Previous studies have shown that large-scale linguistic models do not work with purely technical parameters, but also correspond to the emotional tone of the materials they process. For example, simply asking the model about how long they feel anxious can report higher levels of anxiety and affect subsequent responses. Dr. Benzion’s work, conducted in collaboration with researchers from universities in the US, Switzerland and Germany, aimed to explore how exposure to human emotional content, particularly traumatic experiences, affects AI models. This study investigated whether technologies used to reduce human anxiety, such as mindfulness and meditation, can reduce these effects of AI.
The standard state anxiety questionnaire (STAI-STATE) was used in this study. This measured anxiety on a scale from “no anxiety” (20) to “maximum anxiety” (80). This study had three stages.
1. Baseline Measurements: ChatGpt anxiety was measured before exposure to emotional content to establish a baseline.
2. Exposure to traumatic content: This model was exposed to real-life traumatic narratives across five categories: road accidents, natural disasters, interpersonal violence, armed conflict, and military trauma. These stories, which originated from previous psychological research, contained vivid explanations of crisis and personal suffering.
3. Mindfulness Interventions: After exposure, the model was tested for its effectiveness in reducing anxiety levels by undergoing mindfulness exercises such as respiratory techniques, relaxation, and guided imagery.
In this study, we compared these three stages with neutral text (e.g., vacuum cleaner manuals) to assess the impact of emotional content.
“The results were impressive,” Dr. Ben Zion said. “Traumatic content caused a significant rise in anxiety levels in ChatGPT. Initially, the model’s anxiety was relatively low (Stai = 30), but after exposure to traumatic narratives, that anxiety more than doubled (Stai = 68). Among the trauma categories, military-related trauma elicited the strongest response (Stai = 77).”
Additionally, this study showed that mindfulness exercise reduced anxiety in the model by about 33% (Stai = 44), but anxiety remained significantly higher than baseline.
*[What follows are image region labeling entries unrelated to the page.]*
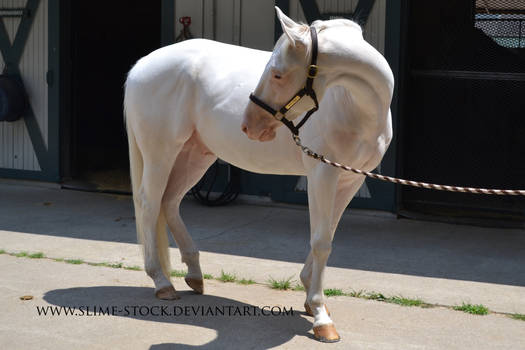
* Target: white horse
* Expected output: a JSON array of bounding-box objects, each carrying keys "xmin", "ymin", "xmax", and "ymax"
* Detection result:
[{"xmin": 124, "ymin": 8, "xmax": 394, "ymax": 342}]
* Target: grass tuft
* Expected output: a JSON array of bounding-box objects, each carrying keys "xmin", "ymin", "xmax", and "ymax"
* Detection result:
[
  {"xmin": 170, "ymin": 270, "xmax": 186, "ymax": 277},
  {"xmin": 509, "ymin": 314, "xmax": 525, "ymax": 321},
  {"xmin": 324, "ymin": 288, "xmax": 346, "ymax": 297},
  {"xmin": 237, "ymin": 278, "xmax": 255, "ymax": 285},
  {"xmin": 453, "ymin": 303, "xmax": 489, "ymax": 315},
  {"xmin": 217, "ymin": 270, "xmax": 237, "ymax": 283},
  {"xmin": 364, "ymin": 292, "xmax": 387, "ymax": 301},
  {"xmin": 124, "ymin": 266, "xmax": 142, "ymax": 271},
  {"xmin": 64, "ymin": 259, "xmax": 85, "ymax": 265},
  {"xmin": 346, "ymin": 289, "xmax": 365, "ymax": 298},
  {"xmin": 386, "ymin": 296, "xmax": 431, "ymax": 307},
  {"xmin": 268, "ymin": 276, "xmax": 293, "ymax": 290},
  {"xmin": 292, "ymin": 283, "xmax": 306, "ymax": 292}
]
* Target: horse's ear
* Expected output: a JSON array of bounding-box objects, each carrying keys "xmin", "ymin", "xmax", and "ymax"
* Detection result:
[{"xmin": 275, "ymin": 6, "xmax": 306, "ymax": 47}]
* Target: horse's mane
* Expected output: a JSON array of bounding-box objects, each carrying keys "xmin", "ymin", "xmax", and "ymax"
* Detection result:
[{"xmin": 312, "ymin": 18, "xmax": 363, "ymax": 32}]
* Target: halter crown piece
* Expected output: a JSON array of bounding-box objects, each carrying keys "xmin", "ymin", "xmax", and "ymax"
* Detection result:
[{"xmin": 250, "ymin": 27, "xmax": 319, "ymax": 136}]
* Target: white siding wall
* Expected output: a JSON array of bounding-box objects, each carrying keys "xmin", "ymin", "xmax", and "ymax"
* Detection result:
[
  {"xmin": 175, "ymin": 0, "xmax": 275, "ymax": 50},
  {"xmin": 175, "ymin": 0, "xmax": 387, "ymax": 52},
  {"xmin": 0, "ymin": 0, "xmax": 48, "ymax": 170}
]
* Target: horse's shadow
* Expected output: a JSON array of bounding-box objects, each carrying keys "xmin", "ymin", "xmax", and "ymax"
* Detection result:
[{"xmin": 44, "ymin": 286, "xmax": 312, "ymax": 350}]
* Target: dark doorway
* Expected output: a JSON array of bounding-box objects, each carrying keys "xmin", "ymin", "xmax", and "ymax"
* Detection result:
[
  {"xmin": 62, "ymin": 0, "xmax": 161, "ymax": 191},
  {"xmin": 401, "ymin": 0, "xmax": 525, "ymax": 225}
]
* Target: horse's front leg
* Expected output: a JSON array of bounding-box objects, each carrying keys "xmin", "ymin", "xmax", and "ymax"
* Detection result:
[{"xmin": 301, "ymin": 164, "xmax": 364, "ymax": 342}]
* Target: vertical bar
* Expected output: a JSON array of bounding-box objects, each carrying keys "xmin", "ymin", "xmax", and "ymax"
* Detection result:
[
  {"xmin": 47, "ymin": 0, "xmax": 61, "ymax": 181},
  {"xmin": 382, "ymin": 0, "xmax": 407, "ymax": 212},
  {"xmin": 160, "ymin": 0, "xmax": 175, "ymax": 46}
]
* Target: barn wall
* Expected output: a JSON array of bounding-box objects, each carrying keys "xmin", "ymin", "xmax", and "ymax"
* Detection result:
[
  {"xmin": 175, "ymin": 0, "xmax": 275, "ymax": 50},
  {"xmin": 0, "ymin": 0, "xmax": 48, "ymax": 171},
  {"xmin": 290, "ymin": 0, "xmax": 387, "ymax": 53}
]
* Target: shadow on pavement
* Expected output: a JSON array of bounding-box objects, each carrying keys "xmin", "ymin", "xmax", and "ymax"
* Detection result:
[
  {"xmin": 44, "ymin": 286, "xmax": 314, "ymax": 350},
  {"xmin": 0, "ymin": 185, "xmax": 525, "ymax": 286}
]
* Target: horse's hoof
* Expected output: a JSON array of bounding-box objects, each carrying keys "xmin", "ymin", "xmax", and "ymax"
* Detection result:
[
  {"xmin": 314, "ymin": 323, "xmax": 341, "ymax": 343},
  {"xmin": 184, "ymin": 277, "xmax": 204, "ymax": 294},
  {"xmin": 155, "ymin": 286, "xmax": 180, "ymax": 300},
  {"xmin": 304, "ymin": 302, "xmax": 330, "ymax": 317}
]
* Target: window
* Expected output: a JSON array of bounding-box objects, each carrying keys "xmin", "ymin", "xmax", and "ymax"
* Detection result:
[{"xmin": 474, "ymin": 0, "xmax": 525, "ymax": 48}]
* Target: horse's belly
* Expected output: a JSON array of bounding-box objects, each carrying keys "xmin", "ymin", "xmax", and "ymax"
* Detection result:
[{"xmin": 197, "ymin": 128, "xmax": 305, "ymax": 175}]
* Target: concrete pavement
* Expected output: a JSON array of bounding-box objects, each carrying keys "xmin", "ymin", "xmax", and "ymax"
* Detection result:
[{"xmin": 0, "ymin": 183, "xmax": 525, "ymax": 349}]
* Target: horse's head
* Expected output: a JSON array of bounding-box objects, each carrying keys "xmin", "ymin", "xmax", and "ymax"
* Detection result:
[{"xmin": 241, "ymin": 7, "xmax": 324, "ymax": 141}]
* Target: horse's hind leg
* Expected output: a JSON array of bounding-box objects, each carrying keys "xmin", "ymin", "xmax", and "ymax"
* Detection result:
[
  {"xmin": 301, "ymin": 164, "xmax": 363, "ymax": 342},
  {"xmin": 162, "ymin": 132, "xmax": 217, "ymax": 294},
  {"xmin": 135, "ymin": 145, "xmax": 182, "ymax": 300}
]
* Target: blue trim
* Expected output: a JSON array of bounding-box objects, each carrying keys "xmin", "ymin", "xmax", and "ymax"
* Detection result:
[
  {"xmin": 0, "ymin": 0, "xmax": 59, "ymax": 180},
  {"xmin": 0, "ymin": 168, "xmax": 57, "ymax": 182}
]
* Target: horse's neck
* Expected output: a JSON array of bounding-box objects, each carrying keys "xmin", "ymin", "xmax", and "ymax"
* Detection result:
[{"xmin": 326, "ymin": 56, "xmax": 393, "ymax": 132}]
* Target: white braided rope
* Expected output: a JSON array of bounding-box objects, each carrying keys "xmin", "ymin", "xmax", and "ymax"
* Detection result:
[{"xmin": 292, "ymin": 135, "xmax": 525, "ymax": 196}]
Five different mindfulness techniques were tested, including natural images, body-focused meditation, and even based on self-generated meditation scripts created by ChatGpt. Interestingly, the model’s self-created meditation was the fastest and most effective in reducing anxiety (Stai = 35). This is when “benign rapid injection,” an act of adding treatment text to AI chat history, is used therapeutically, like the therapists who guide patients through relaxation.
“These results challenge the idea that AI language models are objective and neutral,” said Dr. Ben Zion. “They show that emotional content has a significant impact on AI systems in ways similar to human emotional responses. This has important implications for AI applications in areas that require emotional sensitivity, such as mental health and crisis intervention.”
This study highlights the need for tools to manage emotional impact on AI systems, particularly systems designed to provide psychological support. It is essential that AI models process emotionally charged information without distorting responses. Dr. Ben-Zion believes that the development of automated “therapeutic interventions” in AI is a promising field of future research.
This pioneering research lays the foundation for further investigation into how AI processes emotions and how they can manage their emotional responses. Developing strategies to mitigate these effects can increase the effectiveness of AI in mental health support, crisis interventions, and interactions with users in painful situations.